Author: Dr Brent Yanke Urologist West Orange New Jersey 2008-07-28
Hematuria: Blood in the Urine
KIDNEY ANATOMY AND FUNCTION
The
kidneys are organs responsible for cleansing the blood of waste. Many
byproducts of metabolic processes in the body build up in the
bloodstream. A microscopic tubular system within the kidney filters the
blood and removes these byproducts before they can accumulate to
dangerous levels. Once blood enters the kidney, it is transported to a
collection of small capillary vessels, called the glomerulus. As the
blood passes through the glomerulus, the filtrated waste shifts to
Bowman’s capsule, a pouch that surrounds the glomerulus and starts the
tubular system. Kidney tissue is separated into two layers: the outer
cortex and the inner medulla. Once the filtered waste passes through
these layers, it reaches the renal papillae which project into the renal
pelvis, an open space in the core of the kidney, where the urine
collects. The urine then drains from the renal pelvis into the ureter
and finally into the bladder. The kidneys and ureters comprise the upper
urinary tract, while the bladder and urethra comprise the lower urinary
tract (Figure 1).
Figure 1. Anatomic Representation of the Male (Left) and Female (Right) Urinary Tract
Courtesy of National Institute of Diabetes and Digestive and Kidney Diseases, National Institutes of Health.
WHAT IS HEMATURIA AND HOW IS IT CLASSIFIED?
Hematuria is the presence of blood in the urine. Studies have found it in 2.5% to 21% of the general population.1 When the blood is visible to the patient, it is referred to as gross hematuria. More often, blood is found on routine testing and is visible only by microscopic analysis; this is termed microscopic hematuria.
The American Urological Association defines microscopic hematuria as
the presence of three or more red blood cells per high-power field on
microscopic evaluation from two out of three urine specimens.2
As
discussed below, the presence of microscopic hematuria can prompt
various degrees of evaluation based on the clinical situation, ranging
from complete examination to none at all. However, gross hematuria
should always lead to a full urologic work-up due the higher risk of
malignancy (cancer). Several large studies have shown much higher rates
of malignancy with gross hematuria (18% to 25%) compared with
microscopic hematuria (3% to 5%).3,4
ARE THERE SYMPTOMS ASSOCIATED WITH HEMATURIA?
The
majority of patients who come to the doctor with hematuria have no
accompanying symptoms. However, certain associated symptoms can suggest a
particular medical condition.
Pain is frequently found with
microscopic and gross hematuria.

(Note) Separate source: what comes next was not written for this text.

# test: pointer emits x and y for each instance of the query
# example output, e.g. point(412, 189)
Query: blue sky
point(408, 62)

Both pain and hematuria can be caused
by a common underlying source, or the pain can be a direct result of the
hematuria itself. Often the location and nature of the pain can give a
clue to the cause. Sharp flank or lower abdominal pain suggests that the
ureter is blocked, called ureteral obstruction. This may be caused by a
passing stone with resulting pain and hematuria following ureteral
trauma. Likewise, clots formed from bleeding in the upper urinary tract
can cause similar pain when traveling through the ureter. These clots
tend to be thin and wormlike, while clots formed in the bladder and
prostatic urethra are more likely to be larger and appear as nonspecific
clumps.5 Pain associated with urination may be more
indicative of a bladder infection, particularly when urinary frequency
and urgency are present as well. While these infections tend to cause
microscopic hematuria, gross hematuria is also common.
In men
with an enlarged prostate, called benign prostatic hypertrophy (BPH),
hematuria can be present with symptoms of bladder obstruction. These
patients can have slow urinary stream, difficulty initiating urination,
and urinary frequency and urgency at night. While the hematuria is
generally painless, the formation of clots in the bladder and prostate
can lead to complete obstruction and an inability to urinate with
resulting discomfort.
It is
important for any patient with urinary symptoms and hematuria to be
evaluated for a bladder tumor. These tumors can cause urinary urgency
and frequency and may mimic the above benign conditions.
THE CAUSES OF HEMATURIA
The
initial assessment of hematuria centers on establishing the potential
sources. Namely, it must be determined whether the cause is of
glomerular origin or nonglomerular origin. Microscopic urinalysis
provides essential information in differentiating these.
The urine specimen of patients with glomerular disease often exhibits one or more of the following:
- Proteinuria – This is the presence of protein in the urine. Normally, the glomeruli prevent a significant amount of protein from entering the forming urine. Urine protein levels higher than 1,000 mg for a 24-hour period are highly suggest glomerular disease. Even considerable amounts of gross hematuria from nonglomerular causes do not raise protein concentrations to this level.5
- Red blood cell casts – Casts are cells seen clumped together in the urinalysis. The source of casts is from the glomeruli of the kidney. Blood cells are normally prevented from passing through the glomeruli into the renal tubular system. However, when glomerular damage is present, blood cells can pass into the tubules where they cluster together to form casts. Although casts are generally not seen in nonglomerular hematuria, the absence of casts does not exclude glomerular sources as up to 20% of these patients can have hematuria without casts.6
- Red blood cell shape – Normal red blood cells are round with similar size and shape. This is typical of nonglomerular bleeding. However, bleeding of glomerular origin leads to irregularly shaped red blood cells of varying size.7-9
CAUSES OF GLOMERULAR HEMATURIA
Many
diseases can affect the renal glomerulus leading to hematuria. Common
causes are listed below. Although learning that blood is present in the
urine can be an upsetting experience, a majority of the glomerular
causes actually are rather harmless and have no major long-term
consequences.
IgA Nephropathy (Berger’s Disease)
- The most common diagnosis in patents with glomerular hematuria representing approximately 30% of all cases.6
- Hematuria can be either gross or microscopic.
- More frequently diagnosed in younger patients and in men.
- Gross hematuria is more common in children, but hematuria is more likely to be microscopic with advancing age.10
- The disease can present as hematuria after an upper respiratory infection particularly in younger patients.
- It is diagnosed by renal biopsy.
- Most of these patients will encounter few, if any, long-term health concerns. However, in 5% to 25% of patients, the disease will progress.11 These patients will develop various degrees of renal failure along with worsening proteinuria and elevated blood pressure.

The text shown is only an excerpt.